20. Residential Buildings and Architectural Design

Birgit Jürgenhake1 Leeke Reinders1

1

Delft University of Technology, Faculty of Architecture

An ageing society has severe implications for the organization of care and residential housing. Existing housing designs as well as public spaces generally are not well equipped for accommodating growing numbers of elderly. Social care programs also are confronted with problems of segregation and inequality in the accessibility and affordability of housing and services. The demographic transition to an ageing society runs parallel with transitions in the policy and practice of elderly care, which moves away from institutional buildings and arrangements towards informal support networks of friends, neighbours and family. Despite these transitions in elderly care policy, research on the perception and use of home spaces among older people as well as how to incorporate this knowledge in the design and redevelopment of residential space, is still scarce. There is a need to rethink the architecture of home and living environments for elderly people, as, for example, in how elderly care might be embedded in urban settings or how more inclusive environments might take shape.
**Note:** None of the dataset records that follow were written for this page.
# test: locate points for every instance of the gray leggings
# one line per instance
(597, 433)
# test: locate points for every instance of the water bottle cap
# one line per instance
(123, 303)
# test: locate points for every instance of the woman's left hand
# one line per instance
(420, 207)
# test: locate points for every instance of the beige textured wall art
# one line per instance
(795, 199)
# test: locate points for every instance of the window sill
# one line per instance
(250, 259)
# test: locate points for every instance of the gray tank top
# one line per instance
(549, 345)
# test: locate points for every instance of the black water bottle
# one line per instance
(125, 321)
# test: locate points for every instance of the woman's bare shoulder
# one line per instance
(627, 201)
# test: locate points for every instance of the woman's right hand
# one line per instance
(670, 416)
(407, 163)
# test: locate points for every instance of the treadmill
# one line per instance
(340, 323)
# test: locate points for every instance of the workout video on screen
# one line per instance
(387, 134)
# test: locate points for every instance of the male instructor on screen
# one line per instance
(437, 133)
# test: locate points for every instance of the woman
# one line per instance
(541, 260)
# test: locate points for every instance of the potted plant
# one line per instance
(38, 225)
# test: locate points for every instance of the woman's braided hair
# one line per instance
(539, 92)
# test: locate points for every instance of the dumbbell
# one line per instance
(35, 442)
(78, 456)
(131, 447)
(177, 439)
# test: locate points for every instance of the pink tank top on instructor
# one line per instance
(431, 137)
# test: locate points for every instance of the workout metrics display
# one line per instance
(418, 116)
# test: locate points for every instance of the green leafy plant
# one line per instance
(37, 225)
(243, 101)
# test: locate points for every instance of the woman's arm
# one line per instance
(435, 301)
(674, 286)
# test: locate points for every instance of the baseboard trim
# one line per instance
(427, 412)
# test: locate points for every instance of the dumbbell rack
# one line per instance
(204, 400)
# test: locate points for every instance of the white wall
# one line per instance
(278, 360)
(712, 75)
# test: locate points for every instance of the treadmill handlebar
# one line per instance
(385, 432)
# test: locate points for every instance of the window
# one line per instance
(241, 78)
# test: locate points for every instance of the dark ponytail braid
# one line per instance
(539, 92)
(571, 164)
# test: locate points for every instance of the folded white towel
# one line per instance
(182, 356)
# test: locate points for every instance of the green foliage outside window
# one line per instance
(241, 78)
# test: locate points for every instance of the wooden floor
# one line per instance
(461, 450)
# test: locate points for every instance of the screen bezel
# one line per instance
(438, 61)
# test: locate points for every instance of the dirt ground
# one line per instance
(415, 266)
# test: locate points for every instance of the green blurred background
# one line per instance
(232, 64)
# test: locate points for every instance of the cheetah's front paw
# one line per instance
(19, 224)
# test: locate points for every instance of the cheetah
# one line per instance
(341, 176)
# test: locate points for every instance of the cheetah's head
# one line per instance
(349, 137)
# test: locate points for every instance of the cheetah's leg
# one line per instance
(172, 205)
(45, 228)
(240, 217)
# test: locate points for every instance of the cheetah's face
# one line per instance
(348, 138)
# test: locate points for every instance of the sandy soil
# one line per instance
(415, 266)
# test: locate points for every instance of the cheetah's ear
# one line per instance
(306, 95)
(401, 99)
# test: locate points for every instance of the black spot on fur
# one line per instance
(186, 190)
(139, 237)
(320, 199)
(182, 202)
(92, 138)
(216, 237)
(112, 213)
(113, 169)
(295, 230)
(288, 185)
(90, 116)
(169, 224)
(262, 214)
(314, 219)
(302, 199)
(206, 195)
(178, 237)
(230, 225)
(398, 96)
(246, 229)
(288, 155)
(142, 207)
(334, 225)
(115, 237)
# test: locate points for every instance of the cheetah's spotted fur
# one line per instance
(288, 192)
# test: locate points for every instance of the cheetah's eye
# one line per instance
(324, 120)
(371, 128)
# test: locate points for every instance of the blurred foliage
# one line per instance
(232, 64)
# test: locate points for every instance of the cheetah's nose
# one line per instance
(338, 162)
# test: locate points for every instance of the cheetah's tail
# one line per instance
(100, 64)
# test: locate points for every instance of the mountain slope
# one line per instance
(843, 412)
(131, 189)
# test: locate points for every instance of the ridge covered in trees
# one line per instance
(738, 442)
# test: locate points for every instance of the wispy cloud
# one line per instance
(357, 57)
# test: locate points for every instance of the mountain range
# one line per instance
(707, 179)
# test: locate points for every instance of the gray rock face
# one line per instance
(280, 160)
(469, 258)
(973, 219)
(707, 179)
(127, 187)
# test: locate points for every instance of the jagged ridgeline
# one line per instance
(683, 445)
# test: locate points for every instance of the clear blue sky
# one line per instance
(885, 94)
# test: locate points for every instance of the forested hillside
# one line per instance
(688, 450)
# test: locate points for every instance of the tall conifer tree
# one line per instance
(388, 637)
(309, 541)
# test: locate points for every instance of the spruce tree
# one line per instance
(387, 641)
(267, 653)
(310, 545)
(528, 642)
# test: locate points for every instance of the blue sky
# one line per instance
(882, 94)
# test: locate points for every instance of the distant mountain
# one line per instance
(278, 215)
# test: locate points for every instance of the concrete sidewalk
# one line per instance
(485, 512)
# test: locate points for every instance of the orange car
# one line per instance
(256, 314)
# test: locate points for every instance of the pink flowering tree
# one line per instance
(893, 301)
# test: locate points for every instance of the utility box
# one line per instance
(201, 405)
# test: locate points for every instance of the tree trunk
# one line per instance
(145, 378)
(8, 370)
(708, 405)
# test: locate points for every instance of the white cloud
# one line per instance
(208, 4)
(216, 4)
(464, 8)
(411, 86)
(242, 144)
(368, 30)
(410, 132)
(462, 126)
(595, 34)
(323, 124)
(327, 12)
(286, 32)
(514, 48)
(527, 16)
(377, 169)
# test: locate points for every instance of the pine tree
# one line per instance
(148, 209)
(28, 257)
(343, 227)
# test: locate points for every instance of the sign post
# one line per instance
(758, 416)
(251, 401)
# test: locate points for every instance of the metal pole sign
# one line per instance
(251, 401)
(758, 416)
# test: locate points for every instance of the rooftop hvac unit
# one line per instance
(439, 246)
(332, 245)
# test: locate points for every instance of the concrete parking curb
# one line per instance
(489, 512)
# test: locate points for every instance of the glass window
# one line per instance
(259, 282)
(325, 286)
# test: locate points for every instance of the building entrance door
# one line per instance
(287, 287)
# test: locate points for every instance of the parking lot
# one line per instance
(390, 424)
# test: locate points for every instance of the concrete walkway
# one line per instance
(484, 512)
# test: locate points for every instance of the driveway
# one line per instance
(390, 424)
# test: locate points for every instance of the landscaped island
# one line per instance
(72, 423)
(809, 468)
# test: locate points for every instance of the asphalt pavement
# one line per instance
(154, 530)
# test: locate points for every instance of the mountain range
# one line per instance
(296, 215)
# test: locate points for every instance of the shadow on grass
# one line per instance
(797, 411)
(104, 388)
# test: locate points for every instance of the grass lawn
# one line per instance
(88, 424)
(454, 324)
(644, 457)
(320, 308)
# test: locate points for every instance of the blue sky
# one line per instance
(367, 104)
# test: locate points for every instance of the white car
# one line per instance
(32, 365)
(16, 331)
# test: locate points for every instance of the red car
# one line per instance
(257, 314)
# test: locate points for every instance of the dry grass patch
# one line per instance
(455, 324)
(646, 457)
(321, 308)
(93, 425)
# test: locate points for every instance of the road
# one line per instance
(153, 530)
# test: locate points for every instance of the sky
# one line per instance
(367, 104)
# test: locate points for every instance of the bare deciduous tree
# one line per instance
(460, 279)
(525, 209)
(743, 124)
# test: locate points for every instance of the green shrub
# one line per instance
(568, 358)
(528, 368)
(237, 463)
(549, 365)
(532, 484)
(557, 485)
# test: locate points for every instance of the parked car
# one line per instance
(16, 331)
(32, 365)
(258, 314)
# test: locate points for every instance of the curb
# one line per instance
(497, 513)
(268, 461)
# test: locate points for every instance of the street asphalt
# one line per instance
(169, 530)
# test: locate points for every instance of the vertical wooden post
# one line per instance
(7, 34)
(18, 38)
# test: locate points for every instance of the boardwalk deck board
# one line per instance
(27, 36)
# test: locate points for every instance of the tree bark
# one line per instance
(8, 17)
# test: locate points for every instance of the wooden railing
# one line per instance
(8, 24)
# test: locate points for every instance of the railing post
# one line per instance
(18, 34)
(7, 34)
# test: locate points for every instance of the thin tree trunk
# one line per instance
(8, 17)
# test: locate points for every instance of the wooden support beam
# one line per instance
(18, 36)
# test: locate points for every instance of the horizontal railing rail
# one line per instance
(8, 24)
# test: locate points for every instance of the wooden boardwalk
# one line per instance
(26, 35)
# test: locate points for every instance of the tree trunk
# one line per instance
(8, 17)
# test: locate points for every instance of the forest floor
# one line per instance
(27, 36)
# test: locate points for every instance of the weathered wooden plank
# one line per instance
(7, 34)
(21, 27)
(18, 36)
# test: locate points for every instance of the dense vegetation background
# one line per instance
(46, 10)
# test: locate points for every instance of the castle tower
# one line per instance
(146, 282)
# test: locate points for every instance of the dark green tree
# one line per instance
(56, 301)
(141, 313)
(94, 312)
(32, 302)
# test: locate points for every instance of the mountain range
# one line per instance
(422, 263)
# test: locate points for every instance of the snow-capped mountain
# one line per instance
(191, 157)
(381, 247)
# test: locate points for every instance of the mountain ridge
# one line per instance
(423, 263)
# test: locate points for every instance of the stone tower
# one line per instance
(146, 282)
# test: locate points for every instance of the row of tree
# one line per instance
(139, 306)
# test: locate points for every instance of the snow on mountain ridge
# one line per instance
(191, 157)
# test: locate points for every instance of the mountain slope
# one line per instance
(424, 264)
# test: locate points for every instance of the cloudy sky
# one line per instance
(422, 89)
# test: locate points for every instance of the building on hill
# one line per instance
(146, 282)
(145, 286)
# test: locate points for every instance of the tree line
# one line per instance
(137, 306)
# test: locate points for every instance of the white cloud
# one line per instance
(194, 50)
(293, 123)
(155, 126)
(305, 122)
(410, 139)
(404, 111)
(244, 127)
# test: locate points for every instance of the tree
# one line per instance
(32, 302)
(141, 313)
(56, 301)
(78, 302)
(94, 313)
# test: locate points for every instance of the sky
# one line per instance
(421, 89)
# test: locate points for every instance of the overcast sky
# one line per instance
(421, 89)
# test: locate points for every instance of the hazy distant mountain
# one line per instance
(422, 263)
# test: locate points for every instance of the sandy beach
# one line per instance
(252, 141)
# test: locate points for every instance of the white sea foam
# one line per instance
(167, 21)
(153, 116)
This paper addresses these issues by reporting first findings of an ongoing anthropological and architectural research on the everyday life of elderly in care centres, located in two Dutch cities. The research is a visual anthropology of architectural space. It focuses on the practices of the everyday life, on small acts and concrete actions. The research aims to document and visualize the needs and living conditions of elderly today, as well as translate fieldwork into architectural design, which is understood as the organisation and materialization of elements and forms of space. The main questions that will be addressed in this paper concern the everyday life of residents, professionals and visitors of elderly care centres. How do older people make home? How do they move around and share spaces? How do (sub)communities work in residential care settings? How do private spaces relate to public and parochial spaces? And how do personal worlds relate to the outside world of the city and the neighbourhood?

The paper contains three sections. The first section discusses current paradigms in the management, housing policies and architecture of elderly care. The second section formulates a method of researching these care institutions by combining visual anthropology and architecture. Fieldwork is related to pictorial techniques of studying everyday life (observational drawing, sequential photography, soft mapping) and using architectural representations (sections, floorplans, axonometric drawings, diagrams) to analyse fieldwork material. The third section then presents preliminary findings of a fieldwork study in two elderly care homes, organized as part of a design studio with a group of fourteen students in Architecture.